His words are somewhat overwhelmed by the sound of the helicopter overhead--I wasn't quite able to figure if it was a news helicopter somehow being spared from its important duties of looking out for fires and traffic jams at 7:30 in the morning, or a police helicopter.
From our gathering place at Fruitvale BART station, our little band--which included some folks who'd marched the 241 miles from Tijuana in emulation of Gandhi's Salt March--walked first to a nearby Catholic high school, where children lined the street and gave us their blessing.
We called on a couple of public primary schools and a couple of charter schools as well, but got to one school so late in the morning that the kids had already walked out of class and taken BART over to San Francisco to support the hunger strikers who are protesting the immigration law currently before the Senate Judiciary Committee.
I guess our presence was seen as an important civics lesson for the kids, and it would have been linked into lessons about the Civil Rights Movement, when high school children played a big part in turning public opinion against the South's assertion that the doctrine of states' rights meant they could ignore federal laws regarding the integration of schools.
And our march also had a link to the Farm Workers Movement, which touched even foreign countries because they called for a boycott of California grapes and other products harvested by immigrants. Who still make up most of the agricultural workers today, and whom Sen. Diane Feinstein has suddenly introduced an amendment in favour of exempting from the punitive aspects of the bill now before the Senate.
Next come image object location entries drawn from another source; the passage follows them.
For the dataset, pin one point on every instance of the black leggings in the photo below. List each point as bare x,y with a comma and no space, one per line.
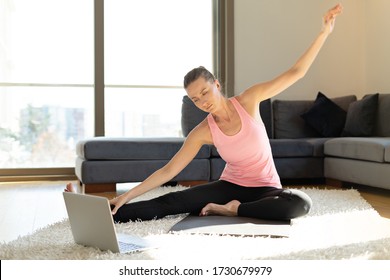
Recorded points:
256,202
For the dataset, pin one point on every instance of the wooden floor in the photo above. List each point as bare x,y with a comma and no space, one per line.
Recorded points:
28,206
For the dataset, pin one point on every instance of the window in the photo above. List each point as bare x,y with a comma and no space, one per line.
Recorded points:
149,46
46,81
47,97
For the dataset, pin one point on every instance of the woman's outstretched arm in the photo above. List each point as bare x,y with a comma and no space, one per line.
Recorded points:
262,91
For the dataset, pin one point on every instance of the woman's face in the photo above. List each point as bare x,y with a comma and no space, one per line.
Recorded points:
206,95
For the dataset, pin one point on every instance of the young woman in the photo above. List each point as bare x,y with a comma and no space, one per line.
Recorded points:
249,185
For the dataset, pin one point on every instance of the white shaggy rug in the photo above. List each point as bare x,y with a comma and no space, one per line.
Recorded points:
341,225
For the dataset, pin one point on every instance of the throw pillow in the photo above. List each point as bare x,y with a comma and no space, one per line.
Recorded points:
361,117
325,116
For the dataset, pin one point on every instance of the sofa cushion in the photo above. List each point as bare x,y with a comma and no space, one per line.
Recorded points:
105,148
387,152
362,148
122,171
305,147
288,123
361,117
383,116
325,116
At one of the schools we stopped at, two Latina students had made a poster saying "Our parents are not criminals", to which one of the Iraq War conscientious objectors said he wanted to add the words, "And their sons and daughters are not mercenaries." For all the fuss that's being made about illegal immigrants, they are heavily recruited by the military--in fact, it's a way that can become naturalized.
We stopped at a community college for a breather before continuing to one of the Oakland BART stations to go to San Francisco. By this time we had attracted a brace of high school students stumping for one of Oakland's mayoral candidates, and were confronted by several BART police standing in a somewhat intimidating pose just inside the turnstiles.
At that moment, as the few dozen of us not taking the bus over the bridge arrived in the station, an announcement came on the public address system to the effect that because of a "police action" there would be delays to trains going to San Francisco.
I later saw in the paper that it was because of a suspicious package spotted near an entrance to one of the City stations, coincidentally the one immediately before the station the marchers were planning to get off at in order to march on Feinstein's office.